Retreat had fouled his mood. The place was being infested by white people and white spirits. Two rifle shots had failed to scare off the kayakers, forcing Sammy Tigertail to abandon the shell-mound campsite upon which he had hoped to commune with the ancient Calusas. Now the three tourists were settling in, and Sammy Tigertail was stuck with both the college girl and the spirit of the dead white businessman.
“I’m not a goddamn ghost!” Dealey protested, displaying his bloody feet as evidence of mortality.
Gillian snapped a few close-ups and set the Nikon down. The Indian handed his guitar to her and told her to play something soft. She slowly worked into “Mexico,” by James Taylor, which Sammy Tigertail recognized and approved. It would have sounded better on an acoustic but he couldn’t complain. For the first time he noticed that Gillian had a lovely voice, and he feared it would add to her powers over him. Still, he didn’t tell her to stop singing.
When the number was over, Dealey stated that he was thirsty. Gillian told him to join the club. “We’ve been living for days on cactus berries and fried fish.
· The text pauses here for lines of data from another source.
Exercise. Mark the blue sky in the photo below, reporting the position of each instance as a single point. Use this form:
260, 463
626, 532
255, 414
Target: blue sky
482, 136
I’d blow Dick Cheney for a Corona,” she said.
“What do you want with me?” Dealey asked the Seminole, who took the Gibson from Gillian and began twanging the B string over and over.
Gillian leaned close to Dealey and whispered, “Thlocko won’t talk to you because he thinks you’re a spirit. He says he’s done hassling with dead white guys.”
“Then tell him to let me go.”
“Go where?” Gillian smiled. “Please. You are so not getting out of here. Hey, who was that jerkoff with the Band-Aids on his hand?”
Dealey said he didn’t know the man. “Some freak named Louis who’s stalking a woman from the trailer park. He clubbed me with that shotgun and made me go with him.”